About eight years ago I joined a project to seed Java knowledge. The team was new to both the language and object technology. After an initial requirements discovery phase and some preliminary high level designs, the project manager called a team meeting to discuss the plan. We all sat down ready to start planning. I love planning sessions. Instead, in true Blue Peter fashion, out came a completed Gnatt chart that the project manager “had prepared earlier”. My heart sank as he handed out the “final” plan with all the final steps to success. Upon closer inspection, things were much worse than I had first feared. Armed with the initial designs, add a generous sprinkling of Java for Dummies, and our friendly neighbourhood project manager added every class as a line item within the plan.

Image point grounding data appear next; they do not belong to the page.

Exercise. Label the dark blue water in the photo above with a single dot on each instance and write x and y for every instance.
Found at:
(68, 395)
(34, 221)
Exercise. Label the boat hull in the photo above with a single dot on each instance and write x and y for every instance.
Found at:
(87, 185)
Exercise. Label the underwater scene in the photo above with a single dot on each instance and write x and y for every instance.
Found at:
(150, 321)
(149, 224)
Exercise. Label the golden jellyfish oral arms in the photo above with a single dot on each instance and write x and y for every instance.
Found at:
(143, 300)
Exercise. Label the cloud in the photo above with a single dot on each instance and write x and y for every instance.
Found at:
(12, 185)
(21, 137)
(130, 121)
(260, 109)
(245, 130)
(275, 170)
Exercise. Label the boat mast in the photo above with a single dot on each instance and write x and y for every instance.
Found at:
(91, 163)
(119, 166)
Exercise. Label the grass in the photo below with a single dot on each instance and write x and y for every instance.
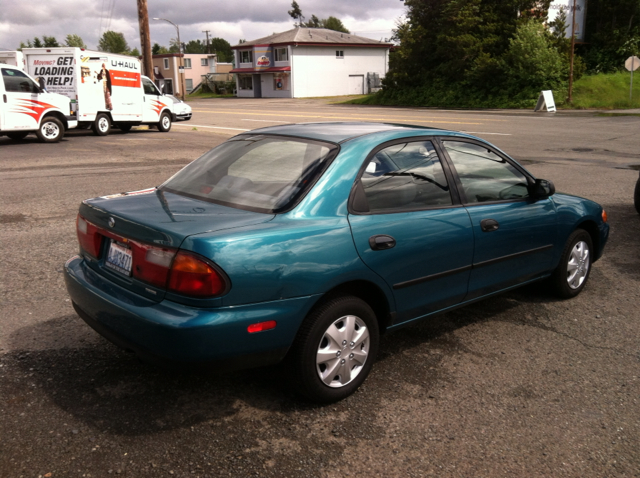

Then, he did it. Oh boy, did he do it. He asked us to estimate each class on his project plan. So for the AbstractDataFactory class, 1 day, StringUtils, 2 days. And so it began, every day at 4pm GMT, we had a status meeting where each team member provided an update on % Complete for every class that they were responsible for. After 3 of these 2 hour daily meetings the team rebelled. Our project manager was suffering from a bad dose of plan-blindness. He could NOT see past the plan. The plan was the deliverable. The project been relegated to being the dark horse of the family. We no longer planning. Am pretty awful place to be really.
Fruitless discussions between the team and the project manager brought about no change. Time was a premium so we made a decision. Project over plan we agreed. The team started scheming. From our perspective, the plan was total project waste. I won’t even tell you what happened to the plan when we re-factored the code base on day two. So we looked at all the classes on the plan, wrote a simple application that sent an email that bumped along our % complete to successfully deliver the plan. The email basically told our project manager want he wanted to hear, delivered the plan, and immediately re-claimed a valuable 2 hours per day per developer. We then set about successfully delivering the project.
So what? First of all, I’m not saying you don’t need a plan, but the plan is not as valuable as the act of planning. Secondly, continuous planning is essential. If you sat down with your team now, handed them a piece of paper and asked the following questions:
- What is your next deliverable?
- When is it due?
- Are you on track?
If your team members come back with different answers, something is broken. Finally, some people are good programmers, others are not. Same for planning. Some people are just not wired up to plan ahead and prefer to just do it. That’s not a big deal but you just need to be aware of that and encourage them to participate in planning sessions.